|Official internet-portal of St. Petersburg, cultural capital of Russia|
|Petersburg CITY / Guide to St. Petersburg, Russia||http://petersburgcity.com|
Printed from: http://petersburgcity.com/news/culture/2006/10/23/boat/|
Culture news, 23.10.2006 14:26
Cruising the waterways from St. Petersburg to MoscowAfter four days of playing tourist through the wonderful palaces, churches and museums of St. Petersburg, we were ready to set sail and enjoy a relaxing day aboard ship. We were part of a Uniworld Cruise aboard the MS Litvinov. The ship is advertised as "comfortable and cozy," and that it is.
However, cozy in this context actually means small. All I'll say about the "staterooms" is that two people have to choreograph their moves if they are going to be in the room at the same time. The ship holds 200 passengers, which, when at capacity, puts a strain on some of the lounges and public areas.
The activities aboard ship were both interesting and entertaining. Throughout the cruise we had lectures on Russian foreign policy, internal politics, economics and social issues, i.e. health care, housing, education, taxes and corruption. We also had Russian language lessons. I think they hoped we would learn the Cyrillic alphabet so we could fend for ourselves on the Moscow Metro (subway).
During the cruise we also had several talks on Russian art, particularly the arts and crafts local to the towns and villages we were visiting. Marina, the art consultant, also had lots of good information about amber and what to look for when purchasing amber jewelry.
The entertainment in the evenings was provided by a very talented family of musicians. Mom played the piano and keyboard, dad played a mean accordion and the daughter, just 15 years old, had a wonderful voice and gave several very impressive concerts. One of my favorites was "dad's" rendition of "Flight of the Bumblebee," on the accordion.
Our first stop was Mandrogi, a reconstructed village built to illustrate the traditions and lifestyles of Russia's past.

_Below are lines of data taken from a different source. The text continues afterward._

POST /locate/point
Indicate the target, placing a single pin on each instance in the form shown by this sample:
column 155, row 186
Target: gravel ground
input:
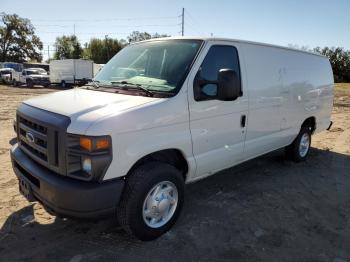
column 268, row 209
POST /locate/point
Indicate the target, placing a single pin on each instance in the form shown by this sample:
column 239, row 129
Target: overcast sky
column 301, row 22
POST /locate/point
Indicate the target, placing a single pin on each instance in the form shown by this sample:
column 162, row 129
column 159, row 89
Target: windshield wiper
column 95, row 83
column 127, row 85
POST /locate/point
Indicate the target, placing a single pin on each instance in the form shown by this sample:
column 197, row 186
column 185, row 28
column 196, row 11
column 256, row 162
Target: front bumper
column 41, row 81
column 66, row 196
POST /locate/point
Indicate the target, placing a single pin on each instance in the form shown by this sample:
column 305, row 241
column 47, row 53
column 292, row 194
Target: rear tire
column 299, row 149
column 63, row 84
column 152, row 200
column 29, row 83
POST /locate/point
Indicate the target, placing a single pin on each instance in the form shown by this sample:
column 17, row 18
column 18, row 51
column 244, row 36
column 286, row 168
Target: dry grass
column 342, row 86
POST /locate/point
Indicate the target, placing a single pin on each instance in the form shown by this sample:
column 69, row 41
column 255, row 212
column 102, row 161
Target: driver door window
column 218, row 57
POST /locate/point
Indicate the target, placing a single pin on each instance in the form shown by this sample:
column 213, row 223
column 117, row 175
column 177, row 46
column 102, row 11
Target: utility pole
column 106, row 37
column 183, row 22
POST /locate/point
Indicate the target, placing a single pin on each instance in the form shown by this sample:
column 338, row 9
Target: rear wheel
column 29, row 83
column 299, row 149
column 63, row 84
column 152, row 200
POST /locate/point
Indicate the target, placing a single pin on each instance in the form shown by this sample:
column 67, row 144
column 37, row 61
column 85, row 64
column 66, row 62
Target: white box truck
column 163, row 113
column 69, row 72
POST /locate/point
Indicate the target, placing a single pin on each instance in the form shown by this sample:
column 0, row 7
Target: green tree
column 136, row 36
column 100, row 51
column 68, row 47
column 18, row 42
column 340, row 61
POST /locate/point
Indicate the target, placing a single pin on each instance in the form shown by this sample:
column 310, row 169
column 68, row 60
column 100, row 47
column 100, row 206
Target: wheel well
column 173, row 157
column 310, row 122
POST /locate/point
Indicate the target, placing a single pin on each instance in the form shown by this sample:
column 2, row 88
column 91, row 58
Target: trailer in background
column 16, row 66
column 37, row 65
column 71, row 72
column 97, row 68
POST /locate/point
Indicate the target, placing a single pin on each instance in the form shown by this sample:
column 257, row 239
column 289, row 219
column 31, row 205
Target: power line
column 106, row 19
column 196, row 25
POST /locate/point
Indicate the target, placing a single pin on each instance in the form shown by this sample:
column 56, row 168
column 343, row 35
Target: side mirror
column 229, row 86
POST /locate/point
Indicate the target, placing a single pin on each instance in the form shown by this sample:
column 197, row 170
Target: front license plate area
column 26, row 190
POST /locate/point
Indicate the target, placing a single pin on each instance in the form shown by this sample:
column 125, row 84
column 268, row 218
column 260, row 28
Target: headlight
column 86, row 164
column 88, row 157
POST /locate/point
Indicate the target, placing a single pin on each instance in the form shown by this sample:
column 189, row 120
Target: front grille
column 38, row 145
column 41, row 135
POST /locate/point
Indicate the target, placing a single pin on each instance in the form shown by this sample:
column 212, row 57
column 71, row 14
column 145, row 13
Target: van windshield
column 156, row 65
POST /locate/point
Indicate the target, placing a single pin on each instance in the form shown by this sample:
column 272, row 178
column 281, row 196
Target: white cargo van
column 162, row 113
column 71, row 71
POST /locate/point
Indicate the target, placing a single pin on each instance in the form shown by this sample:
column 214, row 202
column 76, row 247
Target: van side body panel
column 139, row 132
column 285, row 88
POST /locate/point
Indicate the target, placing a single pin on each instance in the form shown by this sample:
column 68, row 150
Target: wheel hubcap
column 160, row 204
column 304, row 144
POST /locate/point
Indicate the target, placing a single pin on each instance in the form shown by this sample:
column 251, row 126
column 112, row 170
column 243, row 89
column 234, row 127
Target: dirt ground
column 268, row 209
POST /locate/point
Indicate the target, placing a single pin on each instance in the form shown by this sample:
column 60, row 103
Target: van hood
column 84, row 107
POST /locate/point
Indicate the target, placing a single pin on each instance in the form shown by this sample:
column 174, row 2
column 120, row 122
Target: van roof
column 234, row 40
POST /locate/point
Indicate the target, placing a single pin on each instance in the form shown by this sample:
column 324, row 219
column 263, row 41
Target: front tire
column 299, row 149
column 152, row 200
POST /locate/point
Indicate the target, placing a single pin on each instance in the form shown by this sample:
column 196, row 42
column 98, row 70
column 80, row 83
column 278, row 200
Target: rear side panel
column 285, row 88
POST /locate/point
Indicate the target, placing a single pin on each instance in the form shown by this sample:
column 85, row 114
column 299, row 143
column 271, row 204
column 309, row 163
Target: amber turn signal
column 102, row 143
column 86, row 143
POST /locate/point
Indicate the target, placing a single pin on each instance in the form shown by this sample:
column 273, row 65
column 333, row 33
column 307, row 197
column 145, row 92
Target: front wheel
column 299, row 149
column 152, row 200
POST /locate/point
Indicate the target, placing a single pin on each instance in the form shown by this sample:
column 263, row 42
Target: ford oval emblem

We had lunch ashore and walked around town and through the artisans' shops. Heather and Erin found the Vodka Museum. After a round of tasting we headed back to the ship.
Early the next morning we docked at Kizhi Island, located at the northern end of Lake Onega. The entire island is an open-air museum featuring the traditional wooden architecture of the Russian north. The island has been designated a UNESCO cultural heritage site. The most remarkable structure on the island is the Church of Transfiguration. Though not as colorful as St. Basil's Cathedral or the Church of Our Savior on the Spilled Blood, this all-wooden church has 22 domes in three tiers that were constructed entirely without nails. It is the largest wooden church in Russia.

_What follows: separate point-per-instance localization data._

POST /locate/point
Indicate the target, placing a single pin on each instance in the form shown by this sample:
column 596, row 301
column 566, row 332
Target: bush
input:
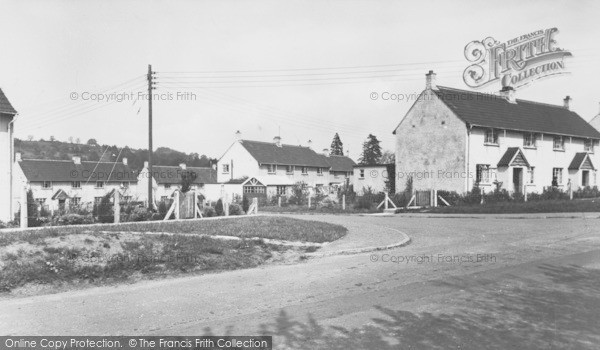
column 75, row 219
column 219, row 208
column 235, row 209
column 209, row 212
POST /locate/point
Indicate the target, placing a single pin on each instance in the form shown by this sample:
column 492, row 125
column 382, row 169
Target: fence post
column 24, row 208
column 117, row 207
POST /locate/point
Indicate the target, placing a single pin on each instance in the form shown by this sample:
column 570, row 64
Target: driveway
column 468, row 283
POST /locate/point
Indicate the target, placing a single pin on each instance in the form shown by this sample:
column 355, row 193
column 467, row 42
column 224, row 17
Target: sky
column 300, row 69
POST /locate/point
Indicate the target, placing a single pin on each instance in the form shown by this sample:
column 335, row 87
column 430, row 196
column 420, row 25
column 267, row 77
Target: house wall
column 375, row 177
column 5, row 150
column 543, row 158
column 241, row 163
column 430, row 147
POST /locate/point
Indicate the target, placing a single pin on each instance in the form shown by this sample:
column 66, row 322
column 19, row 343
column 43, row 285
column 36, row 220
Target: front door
column 517, row 179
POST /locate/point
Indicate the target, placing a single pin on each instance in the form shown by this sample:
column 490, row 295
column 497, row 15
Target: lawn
column 546, row 206
column 60, row 258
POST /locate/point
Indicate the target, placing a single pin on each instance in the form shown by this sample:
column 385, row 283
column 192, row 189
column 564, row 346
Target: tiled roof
column 509, row 155
column 37, row 170
column 578, row 160
column 496, row 112
column 340, row 163
column 172, row 174
column 269, row 153
column 5, row 106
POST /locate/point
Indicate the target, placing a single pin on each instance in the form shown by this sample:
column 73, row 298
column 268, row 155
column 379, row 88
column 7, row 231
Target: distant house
column 272, row 168
column 56, row 184
column 166, row 179
column 7, row 117
column 452, row 139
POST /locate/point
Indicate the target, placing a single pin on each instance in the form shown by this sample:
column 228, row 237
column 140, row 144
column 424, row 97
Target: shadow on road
column 557, row 309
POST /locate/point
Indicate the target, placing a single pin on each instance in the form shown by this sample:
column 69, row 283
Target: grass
column 546, row 206
column 67, row 257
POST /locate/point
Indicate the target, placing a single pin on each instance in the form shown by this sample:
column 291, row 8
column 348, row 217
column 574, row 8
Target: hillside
column 94, row 152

We entered the Volga-Baltic Canal and docked in the town of Goritsy. Here we took buses to Kirillov, a small provincial town with a population of only 9,000 people. We toured the town, met several teachers and students and enjoyed afternoon tea at the "House of Culture." We were also treated to a folklore show and even got to join in for some Russian folk dancing. We returned back to Goritsy and found time to do a little souvenir shopping before getting back on the ship.
We arrived in the city of Yaroslavl in the late afternoon. Unlike the villages and towns we had visited in the first part of the cruise, Yaroslavl is a large city located at the confluence of two main rivers (the Volga and the Kotorosl Rivers) with a population of 600,000 people. Our first stop was the Church of Elijah the Prophet. The church, built in 1647, is a masterpiece of Russian architecture with its bright green onion domes peering over the treetops as one approaches the city center. The interior of the church is wall-to-wall frescoes depicting the life of saints.

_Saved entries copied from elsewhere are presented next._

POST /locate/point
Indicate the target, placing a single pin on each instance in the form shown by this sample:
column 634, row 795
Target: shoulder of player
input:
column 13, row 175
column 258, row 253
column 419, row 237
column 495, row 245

Next on our itinerary was the 12th-century Transfiguration Monastery. Fortunately or unfortunately, the Cathedral of the Transformation, with murals depicting St. John's apocalyptic visions, was closed for restoration. It's not that I didn't want to see the murals, but I was getting "churched out." I remember having similar feelings on a trip to Spain several years ago. When the churches all begin to look alike, it's time to take a break! Heather, Erin and several members of our group climbed to the top of the bell tower for a panorama of the city.
Our cruise was coming to an end. Our last stop on the Volga before we entered the Moscow Canal was Uglich, a town noted for its beautiful churches and cathedrals, as well as its tragic past. It was here that the young tsar, Dimitry, son of Ivan the Terrible, met his untimely death at age 9. To commemorate the death of young Dimitry, a church was built where he was found murdered - the Church of Prince Dimitry-on-the-Blood. The church, built in 1692, is small with frescoes inside the church telling the tale of the prince's death.
As we left the ship to walk into town, vendors lined the pathway for several blocks. It was hard concentrating on what the guide was saying when all I wanted to do was shop. We visited the Church of Prince Dimitry and the Transfiguration Cathedral. As we exited the church a male a capella group performed.
The walk back to the ship was fun. Over 100 vendors lined the pathway selling all sorts of Russian handicrafts from lace tablecloths to Matryoshka dolls (nesting dolls). Uglich is the perfect last stop on the cruise. It definitely had the best prices and the widest assortment of crafts.